Tom replaces Ian from the previous film, while Barbara is swapped out for Louise, Dr. Who’s niece (in the original serial, Barbara and Ian are still involved).
Landing in 2150, the team discovers a bombed out London patrolled by robomen — dead humans converted by the Daleks into mindless soldiers. Joining with the local resistance, they formulate a plan to defeat the Daleks, who are trying to mine the resources of Earth’s core and convert the planet into their new homeworld.
While it makes for a nice twin-bill with Dr. Who and the Daleks, Invasion has a bit more teeth than its predecessor as a standalone sci-fi film, taking advantage of great production design to depict the Dalek spaceship. However, the notion that the events take place nearly 200 years in the future leaves a lot to be desired, as humans don’t seem to have done much in the way of technological advancement or fashion sense beyond the 1960s. There are also posters for Sugar Puffs cereal plastered all over the city, the result of a product-placement deal that provided the film a significant portion of its budget.
The color palette is understandably more bleak than the previous film, but the more ambitious visual effects benefit from a restoration conducted by StudioCanal in 2013 for a European Blu-ray release. The model work is just the perfect amount of 1960s craftsmanship, in that the spaceship offers a nice sense of scope but the wires holding up the model are detectable in a few shots.
The Blu-ray includes a seven-minute featurette about the restoration process.
The film was ultimately considered a critical and commercial disappointment, leading producers to cancel plans for future adaptations.
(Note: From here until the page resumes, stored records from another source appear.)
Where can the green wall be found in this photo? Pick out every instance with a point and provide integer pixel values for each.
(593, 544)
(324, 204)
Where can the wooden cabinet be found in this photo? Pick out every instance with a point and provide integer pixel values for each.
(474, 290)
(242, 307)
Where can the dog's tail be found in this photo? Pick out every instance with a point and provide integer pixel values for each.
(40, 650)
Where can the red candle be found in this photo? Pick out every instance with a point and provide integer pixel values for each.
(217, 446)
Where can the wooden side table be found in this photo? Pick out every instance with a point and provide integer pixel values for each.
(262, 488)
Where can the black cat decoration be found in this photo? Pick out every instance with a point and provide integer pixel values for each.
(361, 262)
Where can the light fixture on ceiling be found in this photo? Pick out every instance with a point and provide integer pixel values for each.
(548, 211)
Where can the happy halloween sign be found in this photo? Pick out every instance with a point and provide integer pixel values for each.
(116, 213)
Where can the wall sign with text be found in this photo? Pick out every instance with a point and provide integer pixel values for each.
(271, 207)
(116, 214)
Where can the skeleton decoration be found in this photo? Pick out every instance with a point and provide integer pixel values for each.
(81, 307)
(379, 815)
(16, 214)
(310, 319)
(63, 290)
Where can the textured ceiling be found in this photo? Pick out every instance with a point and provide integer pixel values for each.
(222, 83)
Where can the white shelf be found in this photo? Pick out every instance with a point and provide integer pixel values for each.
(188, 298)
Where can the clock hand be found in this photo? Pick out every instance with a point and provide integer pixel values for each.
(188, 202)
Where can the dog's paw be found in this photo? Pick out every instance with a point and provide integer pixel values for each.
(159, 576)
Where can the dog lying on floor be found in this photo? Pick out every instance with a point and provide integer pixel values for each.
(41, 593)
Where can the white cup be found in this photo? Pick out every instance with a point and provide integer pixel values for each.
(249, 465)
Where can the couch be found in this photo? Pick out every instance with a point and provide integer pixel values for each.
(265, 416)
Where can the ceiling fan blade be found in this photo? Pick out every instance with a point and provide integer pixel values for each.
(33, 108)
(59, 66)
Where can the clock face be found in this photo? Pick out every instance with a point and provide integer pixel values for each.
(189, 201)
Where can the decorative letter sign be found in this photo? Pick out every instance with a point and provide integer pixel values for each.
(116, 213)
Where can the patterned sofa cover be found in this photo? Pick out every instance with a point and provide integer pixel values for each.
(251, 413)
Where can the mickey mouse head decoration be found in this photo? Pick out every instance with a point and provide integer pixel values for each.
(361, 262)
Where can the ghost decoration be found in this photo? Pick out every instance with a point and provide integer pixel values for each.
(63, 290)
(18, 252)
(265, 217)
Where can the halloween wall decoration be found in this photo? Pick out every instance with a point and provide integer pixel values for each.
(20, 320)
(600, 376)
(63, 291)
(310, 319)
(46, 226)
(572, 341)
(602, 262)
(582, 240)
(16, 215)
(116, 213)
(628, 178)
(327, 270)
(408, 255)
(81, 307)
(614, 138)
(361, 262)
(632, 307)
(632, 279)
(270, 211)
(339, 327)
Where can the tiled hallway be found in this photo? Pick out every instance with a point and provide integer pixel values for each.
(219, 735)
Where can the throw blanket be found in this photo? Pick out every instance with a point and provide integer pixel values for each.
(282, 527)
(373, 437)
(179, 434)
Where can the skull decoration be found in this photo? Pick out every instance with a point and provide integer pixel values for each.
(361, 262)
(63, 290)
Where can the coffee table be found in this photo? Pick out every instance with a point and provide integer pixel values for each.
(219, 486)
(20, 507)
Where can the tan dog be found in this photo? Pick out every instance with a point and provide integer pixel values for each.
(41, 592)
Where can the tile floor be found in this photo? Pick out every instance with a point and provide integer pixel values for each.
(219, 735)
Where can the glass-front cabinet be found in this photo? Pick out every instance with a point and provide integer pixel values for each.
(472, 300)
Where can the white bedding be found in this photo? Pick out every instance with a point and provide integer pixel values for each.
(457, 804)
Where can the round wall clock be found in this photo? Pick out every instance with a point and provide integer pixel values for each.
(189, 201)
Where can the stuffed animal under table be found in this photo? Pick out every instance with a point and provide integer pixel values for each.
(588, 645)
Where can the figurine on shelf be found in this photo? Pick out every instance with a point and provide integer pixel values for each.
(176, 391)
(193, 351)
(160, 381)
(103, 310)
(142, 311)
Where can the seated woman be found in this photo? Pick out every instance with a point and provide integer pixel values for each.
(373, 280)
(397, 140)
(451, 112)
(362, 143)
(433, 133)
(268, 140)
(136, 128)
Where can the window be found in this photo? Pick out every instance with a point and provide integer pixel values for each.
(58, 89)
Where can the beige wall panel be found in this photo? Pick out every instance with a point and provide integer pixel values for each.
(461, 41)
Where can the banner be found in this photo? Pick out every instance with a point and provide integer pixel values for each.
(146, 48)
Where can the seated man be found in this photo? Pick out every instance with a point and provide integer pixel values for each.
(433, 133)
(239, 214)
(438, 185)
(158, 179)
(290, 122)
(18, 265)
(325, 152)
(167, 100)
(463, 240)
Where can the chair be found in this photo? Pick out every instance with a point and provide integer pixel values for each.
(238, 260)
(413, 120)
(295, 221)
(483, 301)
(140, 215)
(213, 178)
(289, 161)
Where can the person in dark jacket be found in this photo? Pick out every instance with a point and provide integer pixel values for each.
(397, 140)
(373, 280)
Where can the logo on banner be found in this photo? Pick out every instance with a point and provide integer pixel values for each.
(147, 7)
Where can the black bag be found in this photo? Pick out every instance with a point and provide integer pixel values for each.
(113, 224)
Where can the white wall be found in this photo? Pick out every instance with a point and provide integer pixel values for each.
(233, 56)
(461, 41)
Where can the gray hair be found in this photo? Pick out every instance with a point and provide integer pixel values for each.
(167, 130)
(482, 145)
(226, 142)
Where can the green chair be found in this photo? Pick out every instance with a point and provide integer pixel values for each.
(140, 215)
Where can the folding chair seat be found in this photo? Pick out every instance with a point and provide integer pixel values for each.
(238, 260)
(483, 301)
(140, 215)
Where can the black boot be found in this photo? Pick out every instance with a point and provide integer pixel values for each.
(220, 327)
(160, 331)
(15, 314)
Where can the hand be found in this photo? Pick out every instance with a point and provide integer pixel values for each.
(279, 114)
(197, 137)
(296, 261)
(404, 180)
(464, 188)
Cribbins would return to “Doctor Who” more than 40 years later as a recurring character on the revised TV show during David Tennant’s run as the Doctor. A four-minute interview with Cribbins is included on the Blu-ray.
The cult fandom surrounding the two Dalek movies did inspire the 1995 documentary Dalekmania, which runs 57 minutes and is included here, as it is on the Dr. Who and the Daleks Blu-ray.
Likewise, the Invasion Blu-ray also includes a discussion of the film by author Gareth Owen, though this one runs just four minutes. And like with the previous film there’s a good audio commentary joined by film historians Kim Newman and Robert Shearman, with filmmaker Mark Gatiss, who wrote Dalek episodes for the 21st century iteration of the “Doctor Who” television series (the commentaries for both films were likely recorded at the same session).